From: Matthew Brost <matthew.brost@intel.com>
To: Akshata Jahagirdar <akshata.jahagirdar@intel.com>
Cc: <intel-xe@lists.freedesktop.org>, <akshatajahagirdar6@gmail.com>,
"Himal Prasad Ghimiray" <himal.prasad.ghimiray@intel.com>
Subject: Re: [PATCH v5 4/8] drm/xe/xe2: Introduce identity map for compressed pat for vram
Date: Tue, 16 Jul 2024 23:19:49 +0000 [thread overview]
Message-ID: <ZpcAFSoYGsHDRyAl@DUT025-TGLU.fm.intel.com> (raw)
In-Reply-To: <a719903c03e9c59f7fb365dd7188a52b0a2527af.1721170212.git.akshata.jahagirdar@intel.com>
On Tue, Jul 16, 2024 at 10:54:05PM +0000, Akshata Jahagirdar wrote:
> Xe2+ has unified compression (exactly one compression mode/format),
> where compression is now controlled via PAT at PTE level.
> This simplifies KMD operations, as it can now decompress freely
> without concern for the buffer's original compression format—unlike DG2,
> which had multiple compression formats and thus required copying the
> raw CCS state during VRAM eviction. In addition mixed VRAM and system
> memory buffers were not supported with compression enabled.
>
> On Xe2 dGPU compression is still only supported with VRAM, however we
> can now support compression with VRAM and system memory buffers,
> with GPU access being seamless underneath. So long as when doing
> VRAM -> system memory the KMD uses compressed -> uncompressed,
> to decompress it. This also allows CPU access to such buffers,
> assuming that userspace first decompress the corresponding
> pages being accessed.
> If the pages are already in system memory then KMD would have already
> decompressed them. When restoring such buffers with sysmem -> VRAM
> the KMD can't easily know which pages were originally compressed,
> so we always use uncompressed -> uncompressed here.

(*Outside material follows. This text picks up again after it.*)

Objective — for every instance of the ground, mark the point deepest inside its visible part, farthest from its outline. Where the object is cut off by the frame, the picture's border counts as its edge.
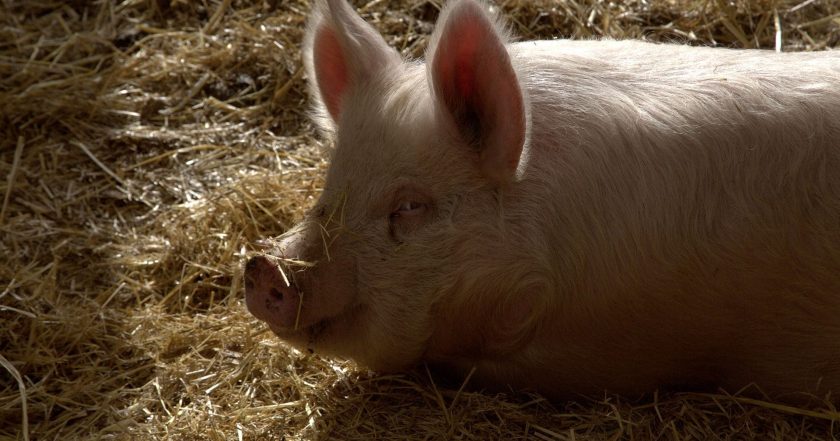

> With this it also means we can drop all the raw CCS handling on such
> platforms (including needing to allocate extra CCS storage).
>
> In order to support this we now need to have two different identity
> mappings for compressed and uncompressed VRAM.
> In this patch, we set up the additional identity map for the VRAM with
> compressed pat_index. We then select the appropriate mapping during
> migration/clear. During eviction (vram->sysmem), we use the mapping
> from compressed -> uncompressed. During restore (sysmem->vram), we need
> the mapping from uncompressed -> uncompressed.
> Therefore, we need to have two different mappings for compressed and
> uncompressed vram. We set up an additional identity map for the vram
> with compressed pat_index.
> We then select the appropriate mapping during migration/clear.
>
> v2: Formatting nits, Updated code to match recent changes in
> xe_migrate_prepare_vm(). (Matt)
>
> v3: Move identity map loop to a helper function. (Matt Brost)
>
> v4: Split helper function in different patch, and
> add asserts and nits. (Matt Brost)
>
> Signed-off-by: Akshata Jahagirdar <akshata.jahagirdar@intel.com>
> Reviewed-by: Himal Prasad Ghimiray <himal.prasad.ghimiray@intel.com>
> ---
> drivers/gpu/drm/xe/xe_migrate.c | 65 +++++++++++++++++++++++----------
> 1 file changed, 45 insertions(+), 20 deletions(-)
>
> diff --git a/drivers/gpu/drm/xe/xe_migrate.c b/drivers/gpu/drm/xe/xe_migrate.c
> index 6b952ed98a51..601c9e790dae 100644
> --- a/drivers/gpu/drm/xe/xe_migrate.c
> +++ b/drivers/gpu/drm/xe/xe_migrate.c
> @@ -73,6 +73,7 @@ struct xe_migrate {
> #define NUM_PT_SLOTS 32
> #define LEVEL0_PAGE_TABLE_ENCODE_SIZE SZ_2M
> #define MAX_NUM_PTE 512
> +#define IDENTITY_OFFSET 256ULL
>
> /*
> * Although MI_STORE_DATA_IMM's "length" field is 10-bits, 0x3FE is the largest
> @@ -120,14 +121,19 @@ static u64 xe_migrate_vm_addr(u64 slot, u32 level)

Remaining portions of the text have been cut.